The dogs, on the other hand, knew that they were a welcome, valued and honored part of the party. Sheep dog trials involving brilliant dogs, stubborn sheep and harried owners were ongoing. You don't really appreciate the partnership between man and dog until you witness a Border Collie convincingly pretend to be listening and taking direction from its owner while moving sheep into a pen. Those dogs exhibit multi-tasking and tact skills which far exceed mine.

Sheep milking demonstrations, sheep cheese tastings, spinning, weaving, rug hooking, shearing, skirting, dying, knitting, felting -- if it had something to do with sheep it was happening there.

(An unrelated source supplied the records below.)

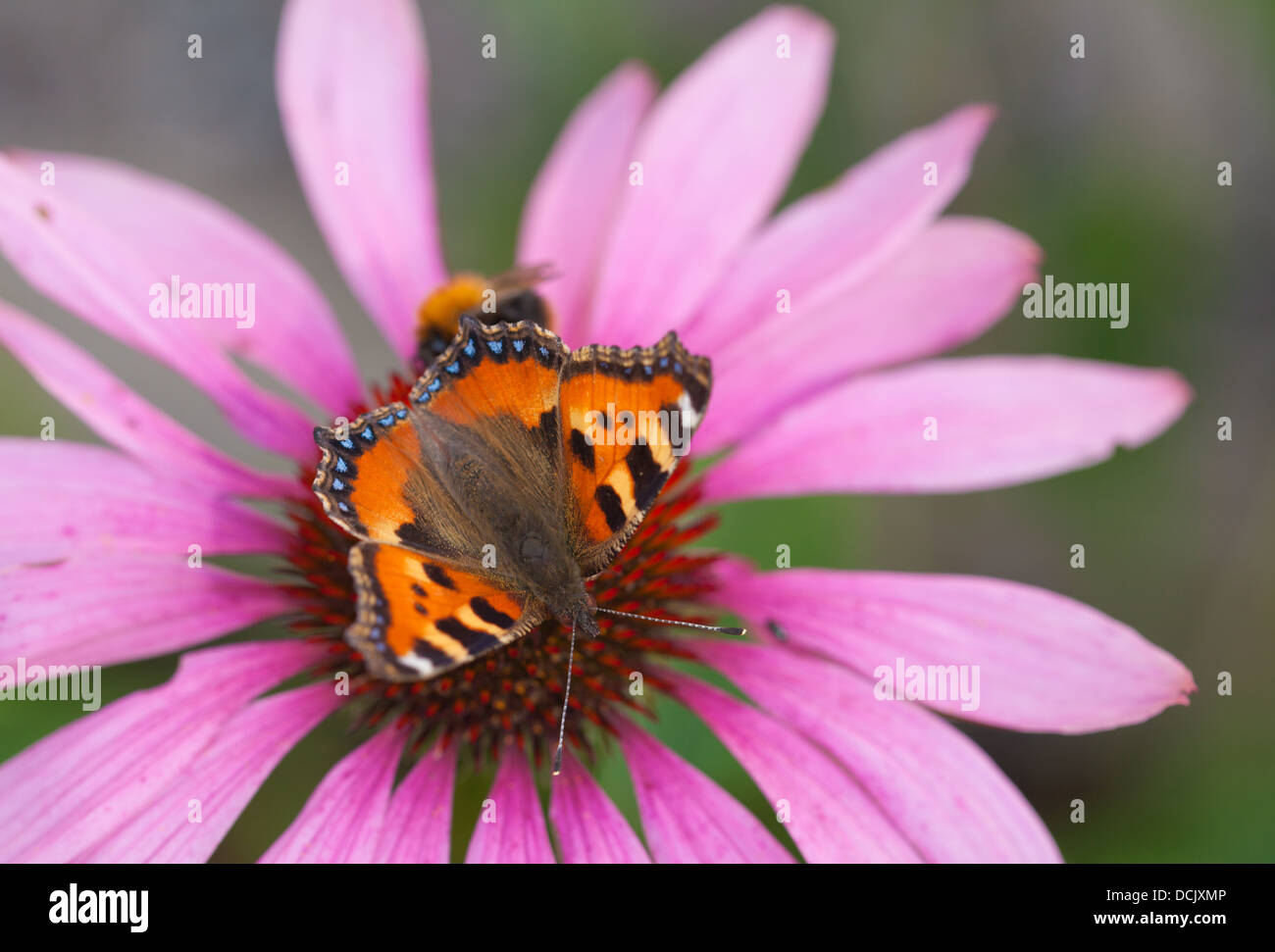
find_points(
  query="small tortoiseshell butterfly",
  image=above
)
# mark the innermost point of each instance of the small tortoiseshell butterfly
(515, 471)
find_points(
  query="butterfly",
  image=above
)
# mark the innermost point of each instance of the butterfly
(515, 471)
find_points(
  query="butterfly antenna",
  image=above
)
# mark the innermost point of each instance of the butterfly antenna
(718, 628)
(570, 659)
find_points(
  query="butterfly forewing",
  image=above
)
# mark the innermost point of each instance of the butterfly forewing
(628, 417)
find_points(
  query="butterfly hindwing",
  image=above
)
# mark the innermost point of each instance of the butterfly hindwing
(419, 617)
(628, 417)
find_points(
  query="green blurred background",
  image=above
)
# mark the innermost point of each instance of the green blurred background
(1108, 162)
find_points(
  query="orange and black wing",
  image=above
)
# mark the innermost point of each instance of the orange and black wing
(419, 617)
(389, 476)
(628, 419)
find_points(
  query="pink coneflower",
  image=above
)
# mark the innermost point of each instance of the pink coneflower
(807, 399)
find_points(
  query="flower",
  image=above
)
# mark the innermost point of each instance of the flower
(825, 396)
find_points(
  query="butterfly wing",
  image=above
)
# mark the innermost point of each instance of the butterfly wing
(417, 617)
(430, 485)
(628, 417)
(390, 475)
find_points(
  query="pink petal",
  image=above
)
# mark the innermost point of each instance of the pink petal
(175, 230)
(93, 611)
(938, 787)
(947, 285)
(119, 416)
(575, 194)
(587, 825)
(88, 500)
(717, 152)
(1045, 662)
(688, 819)
(419, 821)
(71, 790)
(224, 778)
(343, 819)
(824, 243)
(829, 816)
(998, 420)
(511, 825)
(76, 260)
(351, 81)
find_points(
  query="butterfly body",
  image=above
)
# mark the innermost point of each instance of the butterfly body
(485, 501)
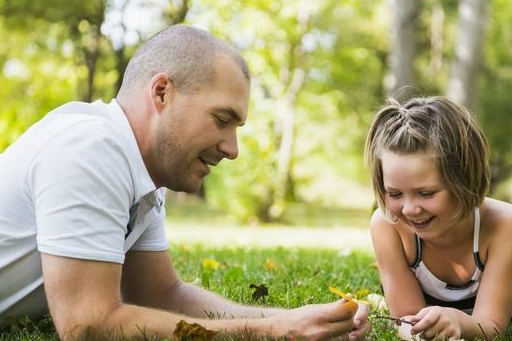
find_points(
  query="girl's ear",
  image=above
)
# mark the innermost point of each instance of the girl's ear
(162, 89)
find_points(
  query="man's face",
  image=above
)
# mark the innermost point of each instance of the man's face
(196, 131)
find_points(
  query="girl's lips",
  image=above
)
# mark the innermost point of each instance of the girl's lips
(421, 224)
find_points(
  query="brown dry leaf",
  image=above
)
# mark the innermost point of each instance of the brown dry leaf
(192, 332)
(259, 291)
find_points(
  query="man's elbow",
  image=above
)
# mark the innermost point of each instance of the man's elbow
(88, 325)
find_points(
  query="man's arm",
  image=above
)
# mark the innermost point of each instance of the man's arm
(143, 270)
(85, 297)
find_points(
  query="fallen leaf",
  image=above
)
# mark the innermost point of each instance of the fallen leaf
(192, 332)
(362, 293)
(348, 296)
(259, 291)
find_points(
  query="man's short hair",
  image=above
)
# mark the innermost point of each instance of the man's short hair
(185, 53)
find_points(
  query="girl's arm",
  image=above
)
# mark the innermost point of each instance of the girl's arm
(401, 289)
(493, 305)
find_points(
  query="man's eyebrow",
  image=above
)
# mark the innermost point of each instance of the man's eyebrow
(232, 113)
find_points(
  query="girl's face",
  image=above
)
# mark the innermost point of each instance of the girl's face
(416, 194)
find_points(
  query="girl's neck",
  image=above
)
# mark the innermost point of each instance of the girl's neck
(461, 232)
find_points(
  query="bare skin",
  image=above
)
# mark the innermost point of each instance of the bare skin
(416, 194)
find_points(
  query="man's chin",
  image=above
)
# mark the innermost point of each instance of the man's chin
(188, 187)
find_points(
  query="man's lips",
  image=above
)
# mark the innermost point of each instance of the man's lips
(208, 163)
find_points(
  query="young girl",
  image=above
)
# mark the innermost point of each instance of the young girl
(444, 250)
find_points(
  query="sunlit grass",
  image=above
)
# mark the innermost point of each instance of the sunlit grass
(297, 277)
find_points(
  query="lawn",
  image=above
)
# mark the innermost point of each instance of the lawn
(293, 277)
(296, 262)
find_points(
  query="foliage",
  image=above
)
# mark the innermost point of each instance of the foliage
(341, 46)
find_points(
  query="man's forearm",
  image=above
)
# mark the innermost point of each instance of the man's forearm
(194, 301)
(128, 322)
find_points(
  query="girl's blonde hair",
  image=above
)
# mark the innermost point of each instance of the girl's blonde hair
(442, 129)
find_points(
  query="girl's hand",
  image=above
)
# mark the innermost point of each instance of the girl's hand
(437, 323)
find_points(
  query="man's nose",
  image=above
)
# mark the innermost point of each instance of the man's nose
(229, 146)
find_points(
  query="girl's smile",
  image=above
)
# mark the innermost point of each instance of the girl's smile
(415, 193)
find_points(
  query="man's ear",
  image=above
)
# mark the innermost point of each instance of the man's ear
(162, 89)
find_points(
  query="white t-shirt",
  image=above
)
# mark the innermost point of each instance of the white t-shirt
(73, 185)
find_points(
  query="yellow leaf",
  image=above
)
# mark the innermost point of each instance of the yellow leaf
(209, 263)
(269, 264)
(363, 292)
(192, 332)
(348, 296)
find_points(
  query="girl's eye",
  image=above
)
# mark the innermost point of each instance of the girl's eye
(221, 122)
(426, 194)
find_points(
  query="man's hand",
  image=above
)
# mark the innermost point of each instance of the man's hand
(319, 322)
(437, 323)
(361, 323)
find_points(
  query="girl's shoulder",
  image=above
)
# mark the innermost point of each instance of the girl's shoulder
(382, 225)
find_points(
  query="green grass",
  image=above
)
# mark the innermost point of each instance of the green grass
(300, 276)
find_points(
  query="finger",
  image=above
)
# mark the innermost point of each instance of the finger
(342, 337)
(341, 327)
(342, 310)
(426, 322)
(360, 332)
(361, 315)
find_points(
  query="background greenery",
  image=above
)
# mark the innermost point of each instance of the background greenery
(319, 69)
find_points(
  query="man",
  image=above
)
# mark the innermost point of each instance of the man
(81, 203)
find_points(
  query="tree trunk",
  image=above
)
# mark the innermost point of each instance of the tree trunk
(403, 51)
(468, 52)
(436, 40)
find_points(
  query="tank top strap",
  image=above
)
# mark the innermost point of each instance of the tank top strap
(418, 257)
(476, 239)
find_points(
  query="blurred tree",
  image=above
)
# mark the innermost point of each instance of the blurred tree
(315, 83)
(403, 51)
(466, 65)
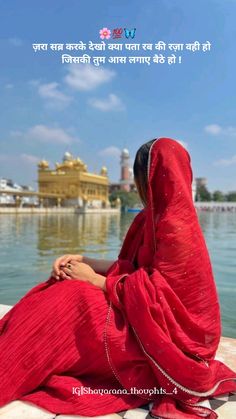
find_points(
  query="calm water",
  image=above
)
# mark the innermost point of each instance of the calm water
(30, 243)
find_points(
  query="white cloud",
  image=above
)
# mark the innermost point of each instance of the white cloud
(50, 92)
(111, 151)
(225, 162)
(29, 158)
(112, 103)
(216, 129)
(43, 134)
(23, 158)
(9, 86)
(87, 77)
(17, 42)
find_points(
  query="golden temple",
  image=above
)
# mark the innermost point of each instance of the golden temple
(70, 184)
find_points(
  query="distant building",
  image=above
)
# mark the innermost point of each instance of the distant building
(9, 198)
(73, 184)
(126, 182)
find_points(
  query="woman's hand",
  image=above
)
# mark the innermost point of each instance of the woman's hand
(62, 261)
(83, 272)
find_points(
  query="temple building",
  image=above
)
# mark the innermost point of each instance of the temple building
(71, 184)
(126, 182)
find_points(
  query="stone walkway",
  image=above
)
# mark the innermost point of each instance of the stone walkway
(224, 406)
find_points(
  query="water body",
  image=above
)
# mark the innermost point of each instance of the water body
(30, 243)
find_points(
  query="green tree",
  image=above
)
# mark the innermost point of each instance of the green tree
(202, 193)
(128, 199)
(218, 196)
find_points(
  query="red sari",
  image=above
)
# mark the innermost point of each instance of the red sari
(156, 329)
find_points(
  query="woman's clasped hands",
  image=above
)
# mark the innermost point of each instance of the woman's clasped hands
(74, 267)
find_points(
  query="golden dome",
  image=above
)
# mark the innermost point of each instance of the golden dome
(43, 164)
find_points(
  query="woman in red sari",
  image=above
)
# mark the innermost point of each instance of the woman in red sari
(143, 328)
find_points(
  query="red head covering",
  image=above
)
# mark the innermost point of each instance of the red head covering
(163, 284)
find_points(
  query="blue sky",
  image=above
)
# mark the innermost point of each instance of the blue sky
(48, 107)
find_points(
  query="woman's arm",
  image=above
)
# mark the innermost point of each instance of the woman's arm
(98, 265)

The main reason this festival reminds me strongly of a SF Convention is that for a brief time I felt a little less "odd." It's a common phenomenon Fen experience at their first Worldcon. After spending years being treated as geeks, many discover at their first convention that they are FAR from odd. They discover that they will never be as odd as the guy dressed entirely in day glow orange or the girl dressed in a tiny pair of fairy wings and little else. At the WS&WF there were a lot of people who make their living solely from sheep. Wisconsin currently has the most dairy sheep farms in the country as well as being home to many meat and wool herds. All of those sheep mean a lot of people make their living by processing, buying or selling sheepish products.

Though I knit, crochet, spin, weave and now (thanks to a class I took yesterday) needle felt, there were actually people at the festival who are more involved with wool than I. I was less odd and it was such a welcome feeling. I knew I could open my mouth and say any woolly thing I pleased and be greeted with smiles and nodding heads.

I'll be going again next year, and I urge you to take advantage of any convention that coincides with your hobby, obsession or occupation. All of us spend way too much time defending our self-esteem from the constant assaults of the talentless and uninspired. Conventions and Festivals give us an opportunity to be affirmed and affirm. It gives us an opportunity to realize that even the goofiest of us isn't all that goofy.